The goal is to find a good “fit” between problems and program. Most parents (fortunately) have had no prior need to learn about adolescent programs, but unfortunately most outpatient clinicians are uninformed, albeit they may understand a son or daughter’s problems with great sophistication. Most psychiatrists and therapists simply have little time and no occasions to read about, much less to travel to visit, the diverse, widely-scattered available programs.

For these reasons, an expert independent educational consultant is often indispensable. For an experienced consultant visits tens of programs, knows clinicians and schools, recognizes a program’s strengths and weaknesses, and so can narrow the search and teach parents what to look for. Their metier is to fit a competent program to a teenager’s unique mix of problems.

When parents assemble a short list of prospective programs, they should visit the top choices. This exploratory visit should be a careful exercise in due diligence, not a perfunctory once-over. Parents should talk with a program’s senior clinicians—to hear how they frame a daughter’s or a son’s difficulties and learn how the program operates. Parents should expect to provide a history, so that program staff also can gauge the fit. During that visit parents should make sure they understand, beyond platitudes, and that they accept, beyond generalities, the program’s approach to a son’s or daughter’s clinical, academic and interpersonal difficulties. For once parents make a choice, they join the treatment team and must back that program.

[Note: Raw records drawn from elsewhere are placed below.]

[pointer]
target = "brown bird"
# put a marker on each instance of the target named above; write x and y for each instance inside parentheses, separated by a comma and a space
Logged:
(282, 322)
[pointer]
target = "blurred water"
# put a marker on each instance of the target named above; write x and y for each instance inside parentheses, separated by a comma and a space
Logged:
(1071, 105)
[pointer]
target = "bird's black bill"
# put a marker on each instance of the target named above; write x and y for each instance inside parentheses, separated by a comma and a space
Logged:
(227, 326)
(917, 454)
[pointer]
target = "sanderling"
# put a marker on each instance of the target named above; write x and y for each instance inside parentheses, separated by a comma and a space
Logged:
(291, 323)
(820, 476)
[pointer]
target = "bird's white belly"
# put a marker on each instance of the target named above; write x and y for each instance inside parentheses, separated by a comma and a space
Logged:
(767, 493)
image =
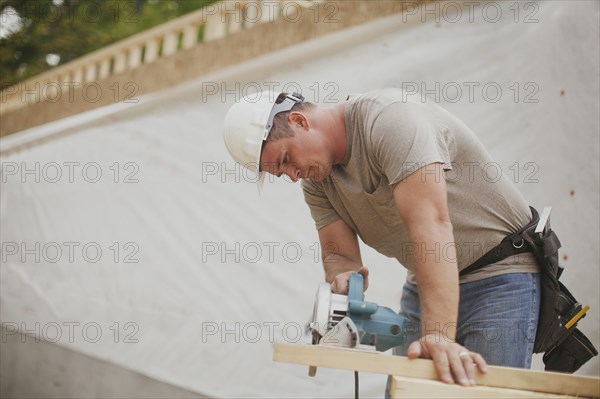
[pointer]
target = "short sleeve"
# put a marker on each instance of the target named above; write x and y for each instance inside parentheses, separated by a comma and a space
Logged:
(320, 207)
(405, 138)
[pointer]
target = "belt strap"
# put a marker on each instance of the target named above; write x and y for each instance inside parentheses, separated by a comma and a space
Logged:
(512, 244)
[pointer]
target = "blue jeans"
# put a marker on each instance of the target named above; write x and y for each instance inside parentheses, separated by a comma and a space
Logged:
(497, 318)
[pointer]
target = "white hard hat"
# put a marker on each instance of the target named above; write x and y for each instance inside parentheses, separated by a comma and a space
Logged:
(248, 123)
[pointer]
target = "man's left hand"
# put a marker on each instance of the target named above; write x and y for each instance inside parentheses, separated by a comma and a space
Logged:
(453, 362)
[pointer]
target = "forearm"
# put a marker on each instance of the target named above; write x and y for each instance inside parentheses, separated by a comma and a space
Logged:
(437, 279)
(334, 264)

As parents frame the choices with expert help, there are a few key issues to keep in mind:

• Programs vary in structure, containment and protection. It is important to consider where a program sits on the continuum from a secure (hospital-like) residential treatment center to an open campus. For a particular teenager, what is the needed level of care? Does a son or daughter need locked doors, intensive supervision and the structure of an inpatient unit, or can (s)he safely be enrolled on a more open campus? Do they need a single gender or co-ed campus (see Letters from Lost Prairie, “Get Thee to a …”). The risks (e.g., of run-a-ways, suicide attempts, or sneakiness) must be balanced against the program’s structure and supervision. For any particular teenager, some programs will be too loose, others too restrictive. The question is not what a daughter or son wants, of course, but what structure and supervision a struggling teenager needs.

• What is the “feel” of the campus and community? Do young people enjoy affectionate relationships with teachers, therapists and supervisory staff? Do they know one another well and trust and like one another? Do recent arrivals feel hopeful? Are more senior students changed, e.g., more considerate, goal-directed, confident, competent and ethical?

• Relative to other campus activities, how much does a son or daughter need first-rate psychotherapy? In a particular program, what role does psychotherapy play? Do therapists have authority on campus? Do they shape a teenager’s life on campus—in terms of tasks, options, privileges and constraints? Are therapy sessions scheduled and required, or merely adjunctive, arranged beyond the perimeter of the program or as a matter of chance encounters with “available” counselors, or only as a function of a teenager’s own impetus and volition? Is therapy separately billed, an add-on, or an elective, which is conceptualized separately from behavioral and academic aspects of the program? Are therapists on the staff, well-trained, suitably-credentialed and licensed? Are there enough therapists to go around, and is enough time devoted to individual, group and family therapies?

• Does the program aim to understand young people and to promote character development? Or is a student’s progress conceptualized in terms of symptom relief, superficial compliance or “good” behavior?

• What is the quality of the school? What weight is given to academics? Are teachers first-rate? Are academics in balance (neither over-emphasized or under-stressed) relative to other key aspects of a teenager’s psychological and social development? Are the curricula various and challenging? Is the required work substantive? Are the academics integrated with emotional-growth and clinical work? Are teachers influential in students lives? Do they have an integral role in gauging a student’s progress and determining his prerogatives? Is the school accredited? Are the courses taught by credentialed teachers?

• How important is the individual student? Is the clinical understanding of a particular young person integrated into other dimensions of life on campus? Is the treatment individualized? Is a young person’s progress dependent upon his volition, effort and goal-directed enterprise, or do all students just pass through a common, pre-scheduled sequence of dish-washer cycles?

• What kind of help does a son or daughter need with substance abuse and other compulsive behaviors? Is it already obvious that addiction is a risk? Are compulsive habits (e.g., video-games) already interfering with academic mastery and interpersonal relationships? If so, what is the program’s approach to these problems? Is that approach suited to a teenager’s stage of development? Does it require a teenager to agree at the outset that (s)he is already an addict?

• Finally, is the program licensed and accredited by state or national agencies that conduct site visits to accredit both academics and clinical competency?